Hello @thomascong121,
Yes, use level= to specfy the level you want. Docs here:
https://libvips.github.io/libvips/API/current/VipsForeignSave.html#vips-openslideload
You can convert to a numpy array in the usual way:
https://libvips.github.io/pyvips/intro.html#numpy-and-pil
Thank you @jcupitt for the quick reply, I try to read level 0 image from the whole slide image, the image on level0 is of shape(217088, 103936, 3), the following code failed as it used up all my RAM. Do you have any suggestions on how to read the image from level0 with lower memory usage?the WSI image file can be accessed from this link
format_to_dtype = { 'uchar': np.uint8, 'char': np.int8, 'ushort': np.uint16, 'short': np.int16, 'uint': np.uint32, 'int': np.int32, 'float': np.float32, 'double': np.float64, 'complex': np.complex64, 'dpcomplex': np.complex128, } image = pyvips.Image.openslideload('/content/drive/My Drive/CAMELYON16/training/tumor/tumor_100.tif', level = 0) np_3d = np.ndarray(buffer=image.write_to_memory(), dtype=format_to_dtype[img.format], shape=[img.height, img.width, img.bands]) print(np_3d.shape)

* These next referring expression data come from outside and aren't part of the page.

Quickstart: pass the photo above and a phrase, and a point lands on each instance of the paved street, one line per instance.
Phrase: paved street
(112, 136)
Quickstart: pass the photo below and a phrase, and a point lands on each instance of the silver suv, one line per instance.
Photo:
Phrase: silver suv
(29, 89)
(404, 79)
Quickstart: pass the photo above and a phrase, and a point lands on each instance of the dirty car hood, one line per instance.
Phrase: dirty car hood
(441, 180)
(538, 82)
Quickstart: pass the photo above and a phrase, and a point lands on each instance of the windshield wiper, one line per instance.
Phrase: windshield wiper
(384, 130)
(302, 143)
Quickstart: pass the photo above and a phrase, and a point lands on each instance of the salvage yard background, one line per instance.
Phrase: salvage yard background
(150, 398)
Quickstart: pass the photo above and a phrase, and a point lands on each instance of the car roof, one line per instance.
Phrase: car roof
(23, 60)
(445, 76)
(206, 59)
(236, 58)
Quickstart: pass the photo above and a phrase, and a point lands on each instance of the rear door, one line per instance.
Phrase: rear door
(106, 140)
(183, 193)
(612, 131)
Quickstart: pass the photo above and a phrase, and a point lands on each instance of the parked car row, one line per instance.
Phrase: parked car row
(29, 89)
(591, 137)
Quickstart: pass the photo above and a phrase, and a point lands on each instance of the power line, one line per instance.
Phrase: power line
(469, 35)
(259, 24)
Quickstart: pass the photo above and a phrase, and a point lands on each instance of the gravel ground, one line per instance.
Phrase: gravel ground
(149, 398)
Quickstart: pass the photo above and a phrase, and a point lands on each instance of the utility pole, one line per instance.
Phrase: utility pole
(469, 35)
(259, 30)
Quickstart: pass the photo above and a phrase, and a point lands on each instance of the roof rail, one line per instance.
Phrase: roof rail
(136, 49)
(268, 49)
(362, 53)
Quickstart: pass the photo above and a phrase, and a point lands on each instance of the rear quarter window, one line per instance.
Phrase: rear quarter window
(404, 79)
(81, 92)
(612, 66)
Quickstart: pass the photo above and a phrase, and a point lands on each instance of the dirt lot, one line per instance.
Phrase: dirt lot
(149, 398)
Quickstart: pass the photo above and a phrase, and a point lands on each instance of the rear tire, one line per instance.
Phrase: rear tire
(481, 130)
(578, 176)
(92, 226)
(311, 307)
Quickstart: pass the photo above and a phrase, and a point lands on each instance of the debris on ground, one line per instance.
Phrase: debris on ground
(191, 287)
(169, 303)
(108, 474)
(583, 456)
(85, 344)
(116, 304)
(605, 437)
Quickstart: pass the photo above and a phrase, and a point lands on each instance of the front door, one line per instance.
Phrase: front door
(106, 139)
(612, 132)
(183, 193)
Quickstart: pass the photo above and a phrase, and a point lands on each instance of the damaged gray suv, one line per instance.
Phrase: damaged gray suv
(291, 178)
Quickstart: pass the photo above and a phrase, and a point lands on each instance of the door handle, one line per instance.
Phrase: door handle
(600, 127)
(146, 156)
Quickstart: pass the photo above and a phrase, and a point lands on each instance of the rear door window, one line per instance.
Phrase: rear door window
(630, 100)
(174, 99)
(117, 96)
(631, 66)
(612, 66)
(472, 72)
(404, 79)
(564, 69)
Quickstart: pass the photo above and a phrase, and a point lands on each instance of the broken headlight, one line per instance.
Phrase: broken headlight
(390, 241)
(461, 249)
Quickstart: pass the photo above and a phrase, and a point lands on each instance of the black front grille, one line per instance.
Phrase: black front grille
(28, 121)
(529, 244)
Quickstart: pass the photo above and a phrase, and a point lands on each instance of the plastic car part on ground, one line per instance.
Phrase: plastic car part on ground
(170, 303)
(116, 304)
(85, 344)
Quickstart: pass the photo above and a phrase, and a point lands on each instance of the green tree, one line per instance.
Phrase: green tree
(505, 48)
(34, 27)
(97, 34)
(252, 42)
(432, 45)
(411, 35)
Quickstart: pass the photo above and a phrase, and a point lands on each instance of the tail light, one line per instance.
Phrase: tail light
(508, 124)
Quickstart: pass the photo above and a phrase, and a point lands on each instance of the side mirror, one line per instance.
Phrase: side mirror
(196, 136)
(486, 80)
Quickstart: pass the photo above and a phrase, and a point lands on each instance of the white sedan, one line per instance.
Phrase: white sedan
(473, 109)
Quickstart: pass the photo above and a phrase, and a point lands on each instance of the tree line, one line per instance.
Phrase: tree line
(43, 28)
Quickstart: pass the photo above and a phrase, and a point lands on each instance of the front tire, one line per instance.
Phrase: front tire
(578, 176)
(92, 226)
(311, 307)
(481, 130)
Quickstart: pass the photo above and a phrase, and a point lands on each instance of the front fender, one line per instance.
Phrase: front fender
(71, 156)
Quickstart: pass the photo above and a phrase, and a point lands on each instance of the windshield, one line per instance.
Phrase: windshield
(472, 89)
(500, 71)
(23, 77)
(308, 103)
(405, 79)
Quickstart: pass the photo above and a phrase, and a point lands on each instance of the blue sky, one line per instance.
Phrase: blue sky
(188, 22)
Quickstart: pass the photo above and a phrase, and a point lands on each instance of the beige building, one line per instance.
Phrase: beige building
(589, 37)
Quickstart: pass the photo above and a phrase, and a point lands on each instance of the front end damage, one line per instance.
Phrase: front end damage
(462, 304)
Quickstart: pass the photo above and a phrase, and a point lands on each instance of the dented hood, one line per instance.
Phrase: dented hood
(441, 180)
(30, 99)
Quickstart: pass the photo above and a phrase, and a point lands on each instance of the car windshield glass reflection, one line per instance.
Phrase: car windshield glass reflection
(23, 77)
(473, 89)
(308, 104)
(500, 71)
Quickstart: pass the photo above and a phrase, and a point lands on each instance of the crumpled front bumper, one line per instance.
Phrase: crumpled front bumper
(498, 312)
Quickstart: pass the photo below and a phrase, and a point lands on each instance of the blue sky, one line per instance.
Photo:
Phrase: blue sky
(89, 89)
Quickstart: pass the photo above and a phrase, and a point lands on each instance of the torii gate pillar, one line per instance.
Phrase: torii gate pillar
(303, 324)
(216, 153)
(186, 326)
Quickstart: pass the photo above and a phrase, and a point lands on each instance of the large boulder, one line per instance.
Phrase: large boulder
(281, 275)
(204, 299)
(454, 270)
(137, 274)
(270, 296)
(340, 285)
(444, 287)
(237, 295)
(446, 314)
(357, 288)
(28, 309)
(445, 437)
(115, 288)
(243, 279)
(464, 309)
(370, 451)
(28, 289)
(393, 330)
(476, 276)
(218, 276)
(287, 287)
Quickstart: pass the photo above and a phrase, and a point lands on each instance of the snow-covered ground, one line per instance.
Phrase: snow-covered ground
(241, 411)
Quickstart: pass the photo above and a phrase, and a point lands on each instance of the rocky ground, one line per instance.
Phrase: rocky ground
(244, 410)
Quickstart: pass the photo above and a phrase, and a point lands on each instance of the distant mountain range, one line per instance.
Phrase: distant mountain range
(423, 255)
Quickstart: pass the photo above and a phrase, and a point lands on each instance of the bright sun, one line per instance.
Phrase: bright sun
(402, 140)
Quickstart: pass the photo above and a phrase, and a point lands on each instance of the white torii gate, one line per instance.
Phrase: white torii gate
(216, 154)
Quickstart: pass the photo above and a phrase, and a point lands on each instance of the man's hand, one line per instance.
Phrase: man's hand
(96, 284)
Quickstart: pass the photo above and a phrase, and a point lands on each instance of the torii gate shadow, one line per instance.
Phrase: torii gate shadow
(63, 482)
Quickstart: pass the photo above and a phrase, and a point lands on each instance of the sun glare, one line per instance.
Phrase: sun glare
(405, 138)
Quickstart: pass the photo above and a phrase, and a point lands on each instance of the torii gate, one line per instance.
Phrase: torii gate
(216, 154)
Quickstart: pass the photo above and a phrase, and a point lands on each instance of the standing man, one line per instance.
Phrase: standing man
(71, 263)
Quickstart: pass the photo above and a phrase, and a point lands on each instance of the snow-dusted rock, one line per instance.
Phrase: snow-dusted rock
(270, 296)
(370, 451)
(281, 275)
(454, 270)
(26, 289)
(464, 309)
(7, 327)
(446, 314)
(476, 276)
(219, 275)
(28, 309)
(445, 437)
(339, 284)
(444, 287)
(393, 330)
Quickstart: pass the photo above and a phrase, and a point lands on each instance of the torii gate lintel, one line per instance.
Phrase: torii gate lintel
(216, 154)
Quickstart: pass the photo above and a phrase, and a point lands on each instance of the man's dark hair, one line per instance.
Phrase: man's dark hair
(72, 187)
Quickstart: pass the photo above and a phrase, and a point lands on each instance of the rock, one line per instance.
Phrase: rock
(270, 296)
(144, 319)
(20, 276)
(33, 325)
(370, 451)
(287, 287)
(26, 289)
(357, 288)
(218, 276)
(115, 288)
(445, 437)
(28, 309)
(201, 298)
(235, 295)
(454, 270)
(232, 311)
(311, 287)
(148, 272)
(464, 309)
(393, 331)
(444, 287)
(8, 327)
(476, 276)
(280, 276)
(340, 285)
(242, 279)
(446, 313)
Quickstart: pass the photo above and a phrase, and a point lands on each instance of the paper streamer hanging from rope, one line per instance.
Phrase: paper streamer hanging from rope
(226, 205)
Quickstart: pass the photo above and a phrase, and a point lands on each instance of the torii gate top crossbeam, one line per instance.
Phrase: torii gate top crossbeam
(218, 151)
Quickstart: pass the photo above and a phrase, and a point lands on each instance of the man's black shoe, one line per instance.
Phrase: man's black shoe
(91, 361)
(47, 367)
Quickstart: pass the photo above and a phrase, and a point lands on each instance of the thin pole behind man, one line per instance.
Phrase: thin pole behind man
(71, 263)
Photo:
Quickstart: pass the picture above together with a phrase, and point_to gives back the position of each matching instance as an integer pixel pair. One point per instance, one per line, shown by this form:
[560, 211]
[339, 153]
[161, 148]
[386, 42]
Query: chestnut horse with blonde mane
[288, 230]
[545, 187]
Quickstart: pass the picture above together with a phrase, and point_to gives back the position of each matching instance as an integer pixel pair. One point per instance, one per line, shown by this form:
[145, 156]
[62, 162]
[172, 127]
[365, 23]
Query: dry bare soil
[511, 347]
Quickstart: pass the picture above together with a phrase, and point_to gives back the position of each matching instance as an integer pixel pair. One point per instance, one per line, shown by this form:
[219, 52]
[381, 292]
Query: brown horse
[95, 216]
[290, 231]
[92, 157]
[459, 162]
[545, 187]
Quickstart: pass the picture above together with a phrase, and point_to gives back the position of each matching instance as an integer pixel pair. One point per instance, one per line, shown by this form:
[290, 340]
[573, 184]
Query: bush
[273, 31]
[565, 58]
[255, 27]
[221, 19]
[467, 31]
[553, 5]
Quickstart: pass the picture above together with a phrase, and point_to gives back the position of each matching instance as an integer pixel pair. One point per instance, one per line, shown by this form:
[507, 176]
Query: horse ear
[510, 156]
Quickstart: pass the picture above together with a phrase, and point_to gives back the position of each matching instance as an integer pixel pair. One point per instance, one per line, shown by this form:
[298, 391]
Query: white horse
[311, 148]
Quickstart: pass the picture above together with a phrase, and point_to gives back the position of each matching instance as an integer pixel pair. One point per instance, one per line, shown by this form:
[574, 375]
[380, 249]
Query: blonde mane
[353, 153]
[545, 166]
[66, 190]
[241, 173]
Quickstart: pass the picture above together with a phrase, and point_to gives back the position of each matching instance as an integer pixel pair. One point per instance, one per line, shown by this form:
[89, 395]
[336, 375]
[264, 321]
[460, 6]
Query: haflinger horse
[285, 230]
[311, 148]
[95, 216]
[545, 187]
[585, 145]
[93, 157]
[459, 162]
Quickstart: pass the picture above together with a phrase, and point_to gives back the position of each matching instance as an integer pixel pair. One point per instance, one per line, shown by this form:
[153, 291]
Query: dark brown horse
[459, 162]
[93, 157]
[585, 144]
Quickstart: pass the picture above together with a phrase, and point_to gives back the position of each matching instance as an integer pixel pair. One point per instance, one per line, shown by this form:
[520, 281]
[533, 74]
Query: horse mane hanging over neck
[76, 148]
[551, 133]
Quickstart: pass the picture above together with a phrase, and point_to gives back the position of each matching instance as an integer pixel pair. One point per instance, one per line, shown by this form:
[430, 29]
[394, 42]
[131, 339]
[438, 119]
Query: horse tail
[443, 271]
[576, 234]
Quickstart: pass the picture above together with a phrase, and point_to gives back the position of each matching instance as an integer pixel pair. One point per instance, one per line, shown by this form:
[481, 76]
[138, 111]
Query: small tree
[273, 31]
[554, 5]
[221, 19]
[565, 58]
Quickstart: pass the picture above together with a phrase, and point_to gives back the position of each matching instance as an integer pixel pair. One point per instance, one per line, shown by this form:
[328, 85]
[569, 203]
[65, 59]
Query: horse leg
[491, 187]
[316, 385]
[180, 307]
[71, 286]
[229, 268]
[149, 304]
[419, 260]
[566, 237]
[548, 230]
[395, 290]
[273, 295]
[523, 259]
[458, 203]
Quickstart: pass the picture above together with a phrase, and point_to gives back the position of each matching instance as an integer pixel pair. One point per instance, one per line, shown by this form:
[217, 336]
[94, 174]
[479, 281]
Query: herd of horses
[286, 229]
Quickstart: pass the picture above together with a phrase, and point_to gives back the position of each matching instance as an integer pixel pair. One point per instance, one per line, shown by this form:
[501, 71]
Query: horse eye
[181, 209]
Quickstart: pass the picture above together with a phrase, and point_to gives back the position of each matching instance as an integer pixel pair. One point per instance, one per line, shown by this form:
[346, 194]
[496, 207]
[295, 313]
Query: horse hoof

Is this for training a NN?
Is this for training a NN?
Yes
There's some code here for fetching small patches from a large slide for training:
https://github.com/libvips/pyvips/issues/100#issuecomment-493960943
If you want larger patches (1024 x 1024 etc.) it'd probably be faster to use crop.
There's some code here for fetching small patches from a large slide for training:
If you want larger patches (1024 x 1024 etc.) it'd probably be faster to use
crop.
Great, I will go check it, Thank you for the help.
Hi @jcupitt , Just a quick question, after I load the whole slide image using pyvips.Image.openslideload, I realize that the loaded image has 4 image bands, I then check the colorspace of the image which is sRGB in that case should the number of image band equal to 3?
Yes, openslide images can have missing sections (where the camera didn't record any pixels), so images are RGBA. You can use flatten() to force them to RGB. You might want to set a white background.